On the other hand, some teams have managed to easily skirt the injury issue because they built a second unit capable of withstanding the increased demands. Look at Utah, for instance, who lost stat-sheet-filling forward Andrei Kirilenko and steady guard Gordan Giricek but responded by ripping off three straight wins last week to improve to a league-best 9–1 mark.

While no team can completely shrug off the loss of a player like AK-47, the Jazz were able to plug in Matt Harpring (quietly averaging 13.1 points on 59.3% shooting) and rookie surprise Paul Millsap (whom the Nets and Knicks both passed on twice in the draft) to contain the damage. Meanwhile the loss of Giricek — who shot 65.2% in the Jazz’s 4-0 start — was offset by solid minutes from wily vet Derek Fisher and rookie Ronnie Brewer.

Or look at the league’s other big surprise, Golden State. The Warriors’ best player a year ago was Jason Richardson, who has been decidedly mediocre thus far in 2006–07 as a result of off-season knee surgery. Richardson and forward Mickael Pietrus have each missed a game, starting power forward Troy Murphy has missed three, and backup power forward Ike Diogu has missed six.

Yet if you watch the Warriors, you wouldn’t suspect anything’s wrong.
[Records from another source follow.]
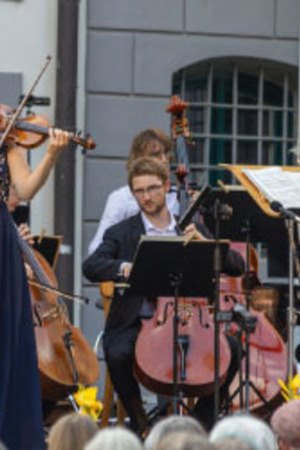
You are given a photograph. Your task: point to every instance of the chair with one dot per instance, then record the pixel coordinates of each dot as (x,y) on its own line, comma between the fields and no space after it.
(107,291)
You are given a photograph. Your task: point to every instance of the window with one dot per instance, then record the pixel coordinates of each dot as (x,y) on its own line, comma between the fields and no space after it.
(241,111)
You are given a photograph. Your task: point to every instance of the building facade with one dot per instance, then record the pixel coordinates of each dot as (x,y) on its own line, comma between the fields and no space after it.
(235,62)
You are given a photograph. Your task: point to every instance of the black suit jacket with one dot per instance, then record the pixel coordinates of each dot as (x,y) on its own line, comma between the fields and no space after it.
(119,244)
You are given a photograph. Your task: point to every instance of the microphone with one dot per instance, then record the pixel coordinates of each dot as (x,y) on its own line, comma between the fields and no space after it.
(285,213)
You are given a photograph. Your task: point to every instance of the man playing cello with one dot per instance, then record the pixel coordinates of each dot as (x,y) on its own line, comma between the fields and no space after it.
(149,183)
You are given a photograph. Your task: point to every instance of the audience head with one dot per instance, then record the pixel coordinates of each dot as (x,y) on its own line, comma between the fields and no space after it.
(285,423)
(184,440)
(152,142)
(232,444)
(114,438)
(250,430)
(71,432)
(172,424)
(150,167)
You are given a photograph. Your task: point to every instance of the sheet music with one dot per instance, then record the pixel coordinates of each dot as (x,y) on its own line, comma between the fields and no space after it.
(277,184)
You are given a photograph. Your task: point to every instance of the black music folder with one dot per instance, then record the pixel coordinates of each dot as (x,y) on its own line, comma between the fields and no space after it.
(159,259)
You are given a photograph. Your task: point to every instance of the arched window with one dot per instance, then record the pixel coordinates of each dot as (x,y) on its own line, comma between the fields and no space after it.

They’re 7–3 because they’ve been able to plug in talented youngsters like Monta Ellis, Andris Biedrins, and Anthony Roberson into the gaps. Heck, they don’t even play Adonal Foyle, and he’d be getting 20 minutes a night in Jersey.

Of course, the Nets and Heat aren’t the only teams that have trouble. The league’s list of casualties already is daunting — in addition the players I already mentioned, brand-name players like Kobe Bryant, Steve Nash, Pau Gasol, Kenyon Martin, Brad Miller, Josh Howard, Steve Francis, Richard Hamilton, David West, Josh Childress, Bonzi Wells, Bobby Simmons, Charlie Villanueva, Al Jefferson, Brandon Roy, Jerry Stackhouse, and Joel Pryzbilla have missed chunks of time.

So if somebody tells you that the Nets’ struggles are because Jefferson is out, you should only agree to a point. Yes, the problem is technically that Jefferson is out, but the real problem is the failure to plan for Jefferson being out. You can’t base your plans for the season on the idea that everybody will glide through 82 games without incident, and the Nets’ incredible fortune in that department last season appears to have given them a false sense of security. If another sprained ankle or two crops up, it will prove to be their undoing.